SOLID Principles Implementation¶
This document describes how the Open Host Factory Plugin implements the SOLID principles of object-oriented design, demonstrating practical applications of these fundamental design principles.
SOLID Principles Overview¶
The SOLID principles are:
- Single Responsibility Principle (SRP)
- Open/Closed Principle (OCP)
- Liskov Substitution Principle (LSP)
- Interface Segregation Principle (ISP)
- Dependency Inversion Principle (DIP)
Dependency Inversion Principle (DIP)¶
The Dependency Inversion Principle states:
- High-level modules should not depend on low-level modules. Both should depend on abstractions.
- Abstractions should not depend on details.
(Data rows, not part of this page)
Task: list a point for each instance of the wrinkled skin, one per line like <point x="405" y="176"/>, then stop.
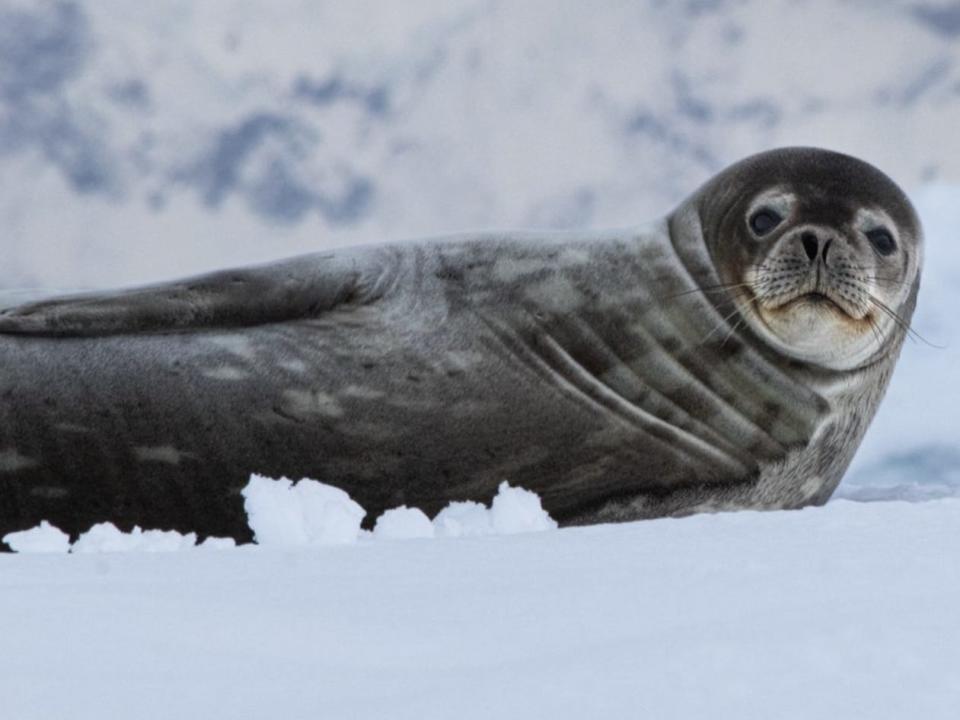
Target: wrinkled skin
<point x="690" y="365"/>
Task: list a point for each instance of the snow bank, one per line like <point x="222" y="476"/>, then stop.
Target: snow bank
<point x="284" y="514"/>
<point x="105" y="537"/>
<point x="44" y="538"/>
<point x="516" y="510"/>
<point x="463" y="519"/>
<point x="403" y="523"/>
<point x="845" y="611"/>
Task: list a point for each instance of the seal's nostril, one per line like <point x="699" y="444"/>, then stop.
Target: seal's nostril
<point x="810" y="244"/>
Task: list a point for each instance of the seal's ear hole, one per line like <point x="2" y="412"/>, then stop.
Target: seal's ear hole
<point x="764" y="220"/>
<point x="882" y="241"/>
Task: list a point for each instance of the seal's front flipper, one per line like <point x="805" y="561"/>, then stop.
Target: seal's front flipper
<point x="294" y="289"/>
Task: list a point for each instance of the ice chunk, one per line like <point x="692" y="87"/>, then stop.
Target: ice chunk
<point x="403" y="523"/>
<point x="516" y="510"/>
<point x="284" y="514"/>
<point x="463" y="519"/>
<point x="106" y="538"/>
<point x="45" y="538"/>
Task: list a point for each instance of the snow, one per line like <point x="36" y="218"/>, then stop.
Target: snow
<point x="284" y="514"/>
<point x="463" y="519"/>
<point x="45" y="538"/>
<point x="196" y="136"/>
<point x="844" y="611"/>
<point x="106" y="538"/>
<point x="403" y="523"/>
<point x="518" y="510"/>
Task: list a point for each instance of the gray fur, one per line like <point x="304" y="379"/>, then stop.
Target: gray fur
<point x="593" y="370"/>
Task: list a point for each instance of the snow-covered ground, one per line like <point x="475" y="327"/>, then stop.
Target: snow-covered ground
<point x="847" y="611"/>
<point x="140" y="141"/>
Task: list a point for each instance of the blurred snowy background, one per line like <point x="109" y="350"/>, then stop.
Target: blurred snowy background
<point x="140" y="141"/>
<point x="146" y="140"/>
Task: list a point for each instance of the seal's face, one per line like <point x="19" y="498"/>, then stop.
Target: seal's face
<point x="821" y="252"/>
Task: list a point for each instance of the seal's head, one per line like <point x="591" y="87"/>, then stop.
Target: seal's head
<point x="821" y="253"/>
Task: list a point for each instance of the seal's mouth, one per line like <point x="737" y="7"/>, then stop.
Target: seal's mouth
<point x="818" y="298"/>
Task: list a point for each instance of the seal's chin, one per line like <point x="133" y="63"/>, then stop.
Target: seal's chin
<point x="815" y="327"/>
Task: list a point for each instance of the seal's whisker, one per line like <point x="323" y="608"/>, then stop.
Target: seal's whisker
<point x="907" y="328"/>
<point x="709" y="288"/>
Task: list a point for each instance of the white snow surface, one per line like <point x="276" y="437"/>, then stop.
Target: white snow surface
<point x="403" y="523"/>
<point x="107" y="538"/>
<point x="286" y="514"/>
<point x="846" y="611"/>
<point x="45" y="538"/>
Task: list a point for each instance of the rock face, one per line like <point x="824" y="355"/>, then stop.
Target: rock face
<point x="150" y="141"/>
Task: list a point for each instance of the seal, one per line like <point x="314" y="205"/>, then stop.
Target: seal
<point x="730" y="355"/>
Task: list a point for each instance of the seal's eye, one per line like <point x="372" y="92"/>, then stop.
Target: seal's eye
<point x="882" y="241"/>
<point x="764" y="220"/>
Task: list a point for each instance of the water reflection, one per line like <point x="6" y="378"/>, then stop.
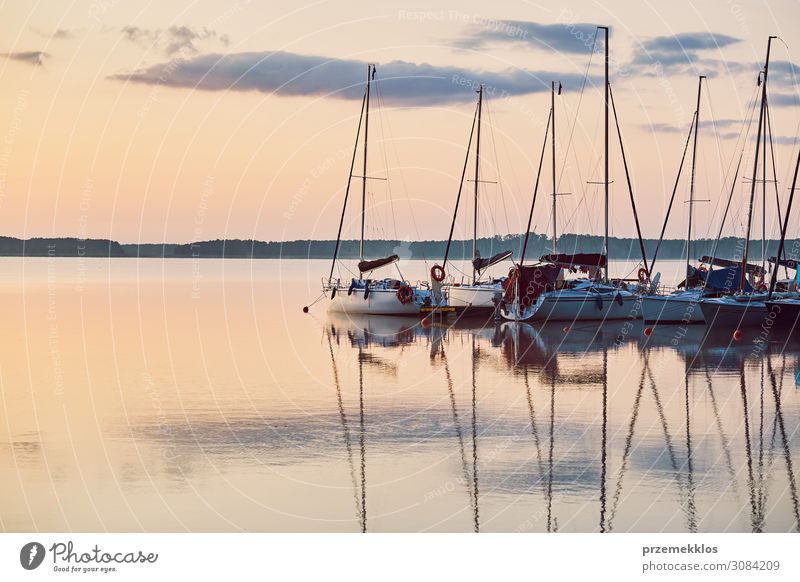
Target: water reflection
<point x="658" y="440"/>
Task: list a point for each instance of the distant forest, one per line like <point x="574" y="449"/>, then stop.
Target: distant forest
<point x="620" y="248"/>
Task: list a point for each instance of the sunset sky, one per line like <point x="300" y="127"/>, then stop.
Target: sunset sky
<point x="178" y="121"/>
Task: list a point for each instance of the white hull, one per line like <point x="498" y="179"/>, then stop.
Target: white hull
<point x="578" y="305"/>
<point x="378" y="302"/>
<point x="473" y="296"/>
<point x="682" y="307"/>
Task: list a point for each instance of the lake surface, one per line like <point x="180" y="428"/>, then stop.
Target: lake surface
<point x="150" y="395"/>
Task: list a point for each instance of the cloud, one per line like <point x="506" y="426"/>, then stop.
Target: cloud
<point x="35" y="58"/>
<point x="57" y="34"/>
<point x="173" y="40"/>
<point x="688" y="42"/>
<point x="681" y="54"/>
<point x="566" y="37"/>
<point x="291" y="74"/>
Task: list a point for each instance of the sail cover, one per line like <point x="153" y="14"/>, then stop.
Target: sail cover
<point x="530" y="281"/>
<point x="717" y="262"/>
<point x="723" y="280"/>
<point x="365" y="266"/>
<point x="480" y="264"/>
<point x="791" y="264"/>
<point x="576" y="260"/>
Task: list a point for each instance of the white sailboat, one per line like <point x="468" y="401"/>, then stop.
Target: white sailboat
<point x="539" y="292"/>
<point x="747" y="308"/>
<point x="364" y="295"/>
<point x="481" y="295"/>
<point x="682" y="305"/>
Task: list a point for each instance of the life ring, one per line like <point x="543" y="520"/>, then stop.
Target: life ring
<point x="405" y="294"/>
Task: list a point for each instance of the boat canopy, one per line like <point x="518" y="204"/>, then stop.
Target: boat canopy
<point x="366" y="266"/>
<point x="723" y="280"/>
<point x="480" y="264"/>
<point x="789" y="263"/>
<point x="717" y="262"/>
<point x="576" y="260"/>
<point x="529" y="281"/>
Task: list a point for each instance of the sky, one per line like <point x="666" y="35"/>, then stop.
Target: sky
<point x="181" y="121"/>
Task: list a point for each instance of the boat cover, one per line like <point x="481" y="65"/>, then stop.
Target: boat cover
<point x="576" y="260"/>
<point x="480" y="264"/>
<point x="724" y="280"/>
<point x="530" y="280"/>
<point x="365" y="266"/>
<point x="717" y="262"/>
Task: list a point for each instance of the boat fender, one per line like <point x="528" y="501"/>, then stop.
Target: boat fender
<point x="405" y="294"/>
<point x="437" y="273"/>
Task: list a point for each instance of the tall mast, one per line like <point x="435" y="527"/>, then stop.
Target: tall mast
<point x="370" y="74"/>
<point x="692" y="175"/>
<point x="755" y="168"/>
<point x="477" y="177"/>
<point x="605" y="157"/>
<point x="553" y="117"/>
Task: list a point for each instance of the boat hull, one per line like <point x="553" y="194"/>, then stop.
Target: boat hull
<point x="678" y="308"/>
<point x="474" y="298"/>
<point x="378" y="302"/>
<point x="569" y="305"/>
<point x="726" y="313"/>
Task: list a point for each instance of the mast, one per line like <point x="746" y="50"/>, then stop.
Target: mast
<point x="774" y="278"/>
<point x="477" y="177"/>
<point x="553" y="142"/>
<point x="692" y="175"/>
<point x="370" y="75"/>
<point x="755" y="168"/>
<point x="605" y="156"/>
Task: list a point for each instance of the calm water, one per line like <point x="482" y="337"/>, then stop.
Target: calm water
<point x="178" y="395"/>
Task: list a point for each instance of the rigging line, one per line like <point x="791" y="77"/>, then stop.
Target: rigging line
<point x="674" y="191"/>
<point x="460" y="189"/>
<point x="381" y="121"/>
<point x="497" y="166"/>
<point x="775" y="182"/>
<point x="578" y="107"/>
<point x="628" y="178"/>
<point x="347" y="190"/>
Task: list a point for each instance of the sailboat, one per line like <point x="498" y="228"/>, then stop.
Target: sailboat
<point x="481" y="295"/>
<point x="539" y="292"/>
<point x="363" y="294"/>
<point x="747" y="308"/>
<point x="682" y="305"/>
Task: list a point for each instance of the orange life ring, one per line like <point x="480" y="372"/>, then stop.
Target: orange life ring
<point x="405" y="294"/>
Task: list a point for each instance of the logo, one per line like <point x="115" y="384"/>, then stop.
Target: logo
<point x="31" y="555"/>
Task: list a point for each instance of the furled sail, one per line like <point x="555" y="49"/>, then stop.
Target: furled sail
<point x="576" y="260"/>
<point x="366" y="266"/>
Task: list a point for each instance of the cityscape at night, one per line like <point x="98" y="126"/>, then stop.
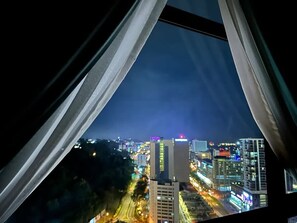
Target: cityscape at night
<point x="159" y="111"/>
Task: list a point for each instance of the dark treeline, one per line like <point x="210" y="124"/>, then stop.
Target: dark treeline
<point x="88" y="180"/>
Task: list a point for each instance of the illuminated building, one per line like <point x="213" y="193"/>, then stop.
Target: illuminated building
<point x="169" y="165"/>
<point x="164" y="202"/>
<point x="169" y="159"/>
<point x="199" y="146"/>
<point x="253" y="194"/>
<point x="226" y="171"/>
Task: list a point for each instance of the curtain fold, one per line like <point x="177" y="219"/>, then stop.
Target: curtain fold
<point x="69" y="122"/>
<point x="258" y="85"/>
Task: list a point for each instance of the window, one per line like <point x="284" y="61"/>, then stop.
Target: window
<point x="276" y="193"/>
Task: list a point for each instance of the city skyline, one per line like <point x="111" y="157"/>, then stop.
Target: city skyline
<point x="181" y="83"/>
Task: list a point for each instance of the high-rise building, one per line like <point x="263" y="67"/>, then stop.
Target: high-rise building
<point x="169" y="159"/>
<point x="164" y="202"/>
<point x="226" y="171"/>
<point x="169" y="165"/>
<point x="199" y="145"/>
<point x="254" y="172"/>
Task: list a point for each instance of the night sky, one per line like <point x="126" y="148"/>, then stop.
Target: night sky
<point x="181" y="83"/>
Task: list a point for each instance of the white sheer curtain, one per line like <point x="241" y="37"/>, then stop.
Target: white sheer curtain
<point x="257" y="85"/>
<point x="63" y="129"/>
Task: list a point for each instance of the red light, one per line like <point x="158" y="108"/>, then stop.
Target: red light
<point x="181" y="136"/>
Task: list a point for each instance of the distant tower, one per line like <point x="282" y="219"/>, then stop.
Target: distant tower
<point x="199" y="146"/>
<point x="254" y="170"/>
<point x="169" y="159"/>
<point x="169" y="165"/>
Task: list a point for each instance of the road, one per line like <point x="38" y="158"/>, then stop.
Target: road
<point x="126" y="210"/>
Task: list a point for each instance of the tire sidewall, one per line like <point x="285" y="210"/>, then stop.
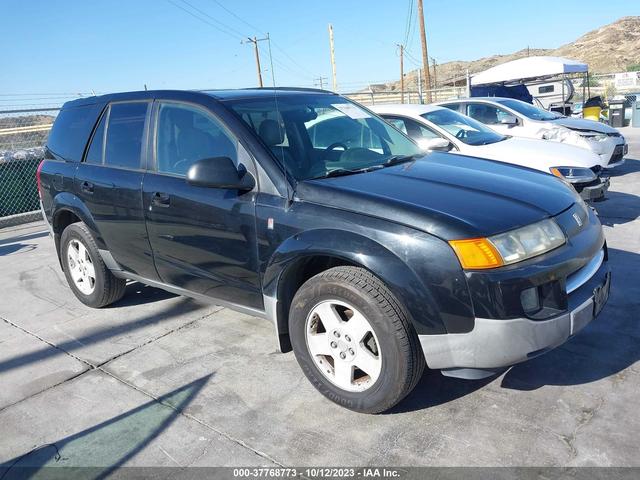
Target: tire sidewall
<point x="75" y="232"/>
<point x="384" y="390"/>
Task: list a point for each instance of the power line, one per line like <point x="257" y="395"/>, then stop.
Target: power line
<point x="215" y="20"/>
<point x="205" y="20"/>
<point x="408" y="24"/>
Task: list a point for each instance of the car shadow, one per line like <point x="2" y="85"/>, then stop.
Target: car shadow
<point x="98" y="451"/>
<point x="137" y="293"/>
<point x="17" y="247"/>
<point x="435" y="389"/>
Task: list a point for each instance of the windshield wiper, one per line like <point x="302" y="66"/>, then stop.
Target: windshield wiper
<point x="397" y="159"/>
<point x="339" y="172"/>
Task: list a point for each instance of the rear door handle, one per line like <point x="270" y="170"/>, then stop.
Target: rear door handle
<point x="87" y="187"/>
<point x="160" y="199"/>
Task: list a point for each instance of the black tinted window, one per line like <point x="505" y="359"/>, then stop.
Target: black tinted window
<point x="187" y="134"/>
<point x="71" y="130"/>
<point x="124" y="134"/>
<point x="94" y="155"/>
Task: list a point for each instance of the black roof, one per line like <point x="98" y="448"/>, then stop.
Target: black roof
<point x="222" y="95"/>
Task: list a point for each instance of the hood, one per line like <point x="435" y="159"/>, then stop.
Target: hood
<point x="538" y="154"/>
<point x="583" y="124"/>
<point x="449" y="196"/>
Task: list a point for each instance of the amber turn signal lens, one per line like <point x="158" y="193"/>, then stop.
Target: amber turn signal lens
<point x="476" y="253"/>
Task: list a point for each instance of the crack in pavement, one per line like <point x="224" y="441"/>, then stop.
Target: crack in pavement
<point x="586" y="416"/>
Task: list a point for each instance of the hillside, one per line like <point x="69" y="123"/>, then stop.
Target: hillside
<point x="610" y="48"/>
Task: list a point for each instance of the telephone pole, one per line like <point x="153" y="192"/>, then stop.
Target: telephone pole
<point x="320" y="81"/>
<point x="401" y="73"/>
<point x="425" y="55"/>
<point x="333" y="59"/>
<point x="255" y="41"/>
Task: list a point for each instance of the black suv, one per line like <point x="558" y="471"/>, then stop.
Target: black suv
<point x="370" y="259"/>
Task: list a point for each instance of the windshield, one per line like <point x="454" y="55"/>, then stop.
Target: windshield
<point x="528" y="110"/>
<point x="464" y="128"/>
<point x="313" y="135"/>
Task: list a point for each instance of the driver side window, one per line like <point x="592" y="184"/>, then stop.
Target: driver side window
<point x="186" y="134"/>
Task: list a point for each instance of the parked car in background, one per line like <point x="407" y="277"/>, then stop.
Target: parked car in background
<point x="370" y="260"/>
<point x="439" y="128"/>
<point x="520" y="119"/>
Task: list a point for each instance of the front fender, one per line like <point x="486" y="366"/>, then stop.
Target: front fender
<point x="434" y="298"/>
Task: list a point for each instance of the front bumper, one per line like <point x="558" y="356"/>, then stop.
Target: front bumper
<point x="495" y="344"/>
<point x="594" y="191"/>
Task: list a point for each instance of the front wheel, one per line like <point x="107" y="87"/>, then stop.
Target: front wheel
<point x="87" y="275"/>
<point x="353" y="340"/>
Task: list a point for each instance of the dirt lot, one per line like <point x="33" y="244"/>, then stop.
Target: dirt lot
<point x="162" y="380"/>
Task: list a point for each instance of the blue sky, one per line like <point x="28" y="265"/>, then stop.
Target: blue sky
<point x="69" y="46"/>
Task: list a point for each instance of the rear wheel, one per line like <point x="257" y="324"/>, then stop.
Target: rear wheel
<point x="87" y="275"/>
<point x="353" y="340"/>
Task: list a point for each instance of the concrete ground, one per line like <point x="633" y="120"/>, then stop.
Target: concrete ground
<point x="161" y="380"/>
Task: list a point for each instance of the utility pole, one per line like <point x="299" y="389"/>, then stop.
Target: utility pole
<point x="435" y="76"/>
<point x="255" y="41"/>
<point x="320" y="81"/>
<point x="401" y="73"/>
<point x="425" y="55"/>
<point x="333" y="59"/>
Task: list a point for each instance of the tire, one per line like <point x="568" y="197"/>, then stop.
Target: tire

Details should depend on abstractions.
DIP Implementation in the Plugin¶
The plugin implements DIP through:
- Abstract interfaces (ports): Define contracts for external dependencies
- Concrete implementations (adapters): Implement the abstract interfaces
- Dependency injection: Inject abstractions into high-level modules
- Inversion of control: Framework manages dependency creation and injection
High-Level Modules Depending on Abstractions¶
Application Service Dependencies¶
The ApplicationService (high-level module) depends only on abstractions:
# src/application/service.py
@injectable
class ApplicationService:
"""High-level module - depends only on abstractions."""
def __init__(self,
provider_type: str,
command_bus: CommandBus, # Abstraction
query_bus: QueryBus, # Abstraction
logger: LoggingPort, # Abstraction
container: ContainerPort, # Abstraction
config: ConfigurationPort, # Abstraction
error_handler: ErrorHandlingPort, # Abstraction
provider_context: ProviderContext): # Abstraction
"""All dependencies are abstractions, not concrete implementations."""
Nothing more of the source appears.